Há casos que chamam a atenção, como o do delegado Adilson Batista Bezerra, nomeado pela PF em dezembro de 2003. De acordo com currículo divulgado pelo próprio delegado, em fevereiro de 2004, foi cedido para ocupar cargo comissionado no Ministério da Saúde. Em 2005, foi designado para um cargo na Agência Nacional de Saúde Suplementar; em 2007, para outro cargo em comissão na Anvisa e, em março do ano passado, nomeado assessor técnico no gabinete do senador Humberto Costa (PT/PE).

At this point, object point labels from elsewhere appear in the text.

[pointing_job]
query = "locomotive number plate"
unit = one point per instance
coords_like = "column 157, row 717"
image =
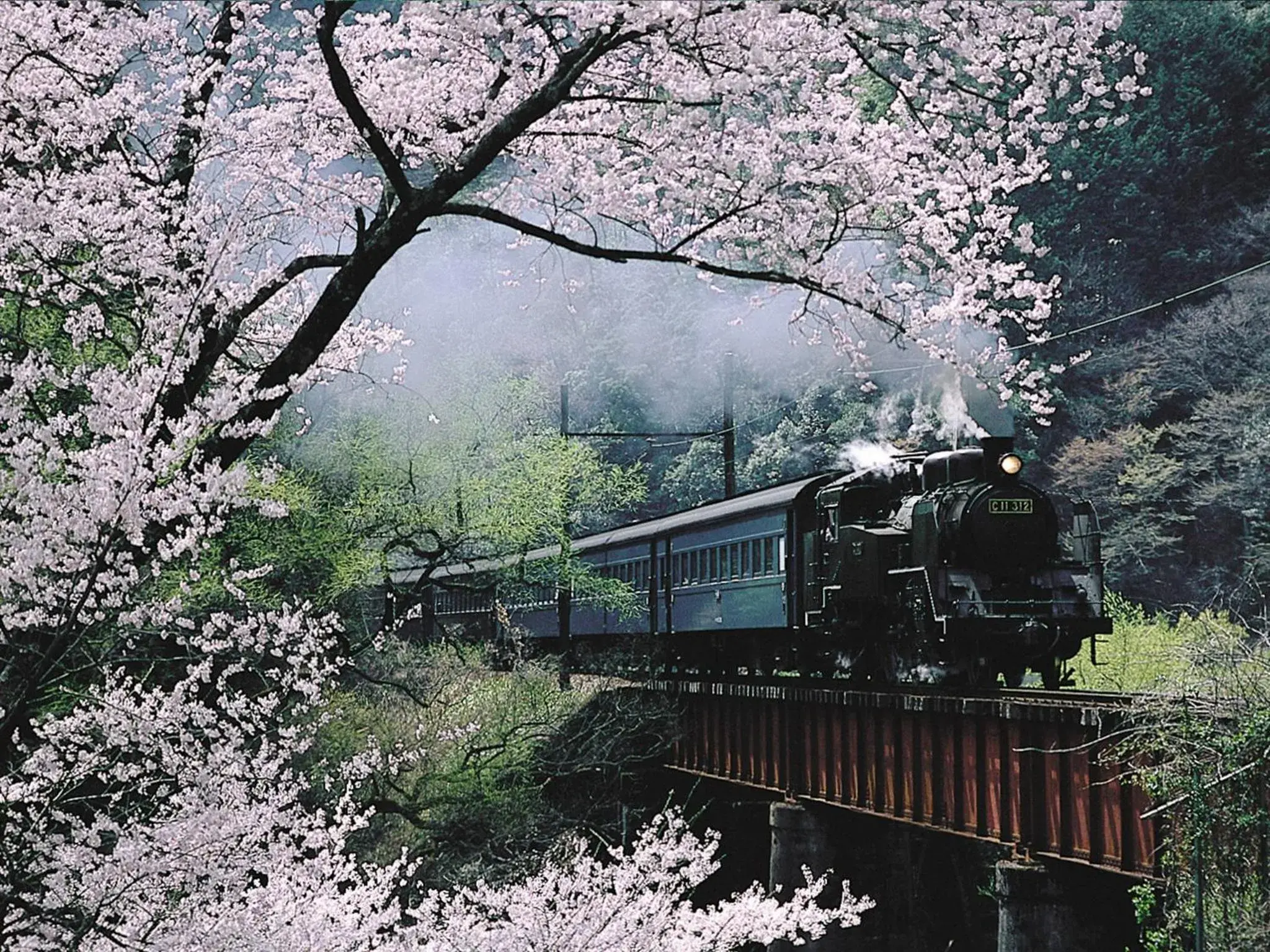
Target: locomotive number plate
column 1010, row 507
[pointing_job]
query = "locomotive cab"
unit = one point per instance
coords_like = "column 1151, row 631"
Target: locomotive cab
column 963, row 578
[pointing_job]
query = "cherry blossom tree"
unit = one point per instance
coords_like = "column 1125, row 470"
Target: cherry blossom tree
column 193, row 201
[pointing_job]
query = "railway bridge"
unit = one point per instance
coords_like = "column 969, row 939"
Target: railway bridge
column 1023, row 771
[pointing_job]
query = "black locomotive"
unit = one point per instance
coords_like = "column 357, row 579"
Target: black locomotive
column 948, row 568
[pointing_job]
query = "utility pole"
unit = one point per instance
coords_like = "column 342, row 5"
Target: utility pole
column 564, row 574
column 729, row 431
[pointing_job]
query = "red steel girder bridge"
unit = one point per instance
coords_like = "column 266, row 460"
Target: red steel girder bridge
column 1018, row 769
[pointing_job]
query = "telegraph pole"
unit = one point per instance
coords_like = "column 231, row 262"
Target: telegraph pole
column 564, row 573
column 729, row 431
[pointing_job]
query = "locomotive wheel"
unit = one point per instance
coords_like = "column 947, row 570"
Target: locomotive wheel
column 1050, row 673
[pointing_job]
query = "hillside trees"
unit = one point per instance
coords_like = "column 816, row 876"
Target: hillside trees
column 195, row 200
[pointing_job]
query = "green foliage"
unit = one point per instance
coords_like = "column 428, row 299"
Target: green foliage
column 1142, row 653
column 1199, row 744
column 492, row 767
column 1156, row 188
column 1178, row 469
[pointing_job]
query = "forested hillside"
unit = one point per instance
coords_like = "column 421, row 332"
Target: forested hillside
column 1166, row 421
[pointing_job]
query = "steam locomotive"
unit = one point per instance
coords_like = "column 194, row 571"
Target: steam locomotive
column 946, row 568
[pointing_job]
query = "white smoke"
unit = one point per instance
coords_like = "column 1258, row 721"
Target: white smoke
column 957, row 426
column 865, row 455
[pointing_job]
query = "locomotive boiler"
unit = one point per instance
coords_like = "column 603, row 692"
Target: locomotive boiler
column 946, row 568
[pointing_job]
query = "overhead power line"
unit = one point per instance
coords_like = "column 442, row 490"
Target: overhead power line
column 1140, row 310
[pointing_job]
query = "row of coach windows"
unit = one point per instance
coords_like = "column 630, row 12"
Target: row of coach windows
column 751, row 559
column 634, row 574
column 461, row 602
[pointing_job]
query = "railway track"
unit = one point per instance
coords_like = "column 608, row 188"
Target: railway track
column 773, row 687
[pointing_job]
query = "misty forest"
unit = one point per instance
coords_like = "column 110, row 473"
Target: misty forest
column 290, row 296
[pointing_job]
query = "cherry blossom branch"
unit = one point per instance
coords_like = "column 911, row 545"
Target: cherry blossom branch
column 623, row 255
column 342, row 86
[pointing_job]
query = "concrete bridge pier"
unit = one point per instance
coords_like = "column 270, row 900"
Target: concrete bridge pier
column 801, row 838
column 1042, row 909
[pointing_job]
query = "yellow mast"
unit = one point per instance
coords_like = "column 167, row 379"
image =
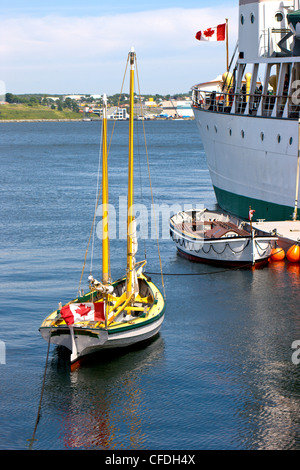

A Agência Fenapef procurou a assessoria de imprensa do gabinete do senador Humberto Costa, para tentar ouvir o servidor cedido. A assessoria pediu que as perguntas fossem encaminhadas através de e-mail. Uma das questões foi sobre o número de inquéritos policiais que o delegado presidiu, em quase nove anos na PF. Até o fechamento desta matéria, ninguém retornou o contato.
CAPACITAÇÃO – O terceiro pedido negado foi de informações sobre o processo de concessão de licença-capacitação de um ex-superintendente regional da PF em Minas Gerais, para fazer curso de mestrado. O órgão considerou que a informação tem caráter pessoal e não poderia ser fornecida, a despeito de se referir a ocupante de cargo público. Durante sua gestão, o mesmo ex-superintendente indeferiu pedidos de licença análogos, feitos por subordinados, sob o argumento de que não atendiam ao interesse do serviço.
Na Internet, já estão disponíveis os valores da remuneração da presidente da República (R$ 26.723,13 brutos), do diretor-geral da Polícia Federal (R$ 26.407,43 brutos), assim como de todos os servidores e demais gastos da União. Neste contexto, a criação de entraves para acesso pleno às informações de interesse público demonstra falta de compromisso, cinismo, desrespeito ou mero desprezo aos princípios e à nova lei da transparência.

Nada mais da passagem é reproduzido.